McCain is Right: Introduce Capitalism to the Defense Department

President, Yorktown Institute
(David B. Gleason/Wikimedia)
Caption
(David B. Gleason/Wikimedia)

Americans believe the federal government wastes 51 cents out of each dollar it spends, according to a recent poll by Gallup. Further evidence of Americans’ skepticism is especially abundant at the Defense Department.

Buried deep within a Center for Strategic and Budgetary Assessment analysis of the Defense Department’s 2012 budget is a list of major programs that were cancelled from 2001 to 2011, which have nothing to show for the money that was spent. The programs range from the Army’s Future Combat Systems to its Comanche helicopter to the Defense Department’s portion of a new satellite system. Amounts from $200 million dollars to $3.7 billion dollars account for spending on nine other programs for which there are no tangible results. In all, $46 billion dollars were spent to produce … nothing.

There are other examples of the Defense Department’s urgent need for better management in buying equipment on which the U.S.’s security rests. In 2013, Sen. John McCain, R-Ariz., asked the current chief of Naval Operations, “Has anybody been fired from their job as a result of a $2 billion dollar cost overrun of an aircraft carrier?” McCain meant the USS Gerald Ford, for which the Navy was requesting an additional $500 million dollars. Admiral Jonathan Greenert answered, “I don’t know, senator.” McCain then turned to the Air Force’s chief of staff and asked, “Has anybody been fired because of the cost overruns of the F-35?” General Welsh replied, “I don’t think so.”

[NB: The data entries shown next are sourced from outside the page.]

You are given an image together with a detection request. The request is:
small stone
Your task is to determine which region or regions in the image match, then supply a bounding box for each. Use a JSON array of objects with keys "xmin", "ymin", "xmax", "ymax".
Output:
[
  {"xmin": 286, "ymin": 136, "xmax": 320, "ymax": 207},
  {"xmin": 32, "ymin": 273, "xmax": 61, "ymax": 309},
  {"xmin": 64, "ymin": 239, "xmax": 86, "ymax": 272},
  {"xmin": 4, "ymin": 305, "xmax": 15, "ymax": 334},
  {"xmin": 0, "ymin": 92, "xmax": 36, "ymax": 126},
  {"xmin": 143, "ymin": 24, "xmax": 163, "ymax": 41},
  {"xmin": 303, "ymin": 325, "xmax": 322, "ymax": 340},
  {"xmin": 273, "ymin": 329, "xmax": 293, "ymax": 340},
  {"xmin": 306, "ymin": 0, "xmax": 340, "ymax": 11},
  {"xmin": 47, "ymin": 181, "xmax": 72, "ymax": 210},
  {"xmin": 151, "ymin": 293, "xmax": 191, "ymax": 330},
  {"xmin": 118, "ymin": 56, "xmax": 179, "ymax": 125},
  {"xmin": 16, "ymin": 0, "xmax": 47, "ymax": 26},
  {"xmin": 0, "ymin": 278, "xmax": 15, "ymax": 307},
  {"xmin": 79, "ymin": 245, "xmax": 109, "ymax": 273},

McCain was making a point. But he knows better than most that the making of U.S. defense hardware is a vast kettle of interlocking and disconnected but always tangled chains. The Secretary of Defense and his offices; the huge civilian agencies he runs; the staff of the Joint Chiefs; and the military services all have a hand in analyzing requirements, the subjective process of identifying requirements, the actual execution of major programs, and their subsequent evaluation and testing. The career paths of many of the individuals who make daily decisions regularly move them into other positions. Both McCain and the unfortunate military service chiefs he quizzed knew that if accountability could be fixed, those who made important decisions had probably long since moved on.

The process is cumbersome, time-consuming, needlessly expensive, centralized, and utterly unaccountable. It is worthy of the defunct Soviet Union’s centralized planning. But instead of producing thousands of clocks that no one needs, our unaccountable defense organization consumes massive quantities of time and huge sums: time that could be used to exploit new technology quickly and the money that could be used to pay for it.

Both the Senate and House Armed Services committees are looking to untangle the current web. McCain, chairman of the Senate committee, proposes to attack the problem at its root. He would return responsibility for managing programs acquisition to the military services in exchange for direct accountability, in this case, stiff monetary punishment and ultimately a loss of responsibility for a particular program to the secretary of Defense’s office.

McCain also seeks to provide legislative relief to develop and test new ideas quickly: this means two or three years instead of the decade or so that it requires today. The legislation would slice through the bureaucratic obstacles that prevent innovative, advanced technology firms from selling the products of their work to the Defense Department.

Tolerance is a virtue in a diverse society, but it is a vice when applied to the practices that make U.S. defense systems needlessly expensive, such as cost overruns, years-long program delays, anti-competitive business standards, and a lack of accountability.

McCain’s ideas should have been implemented decades ago.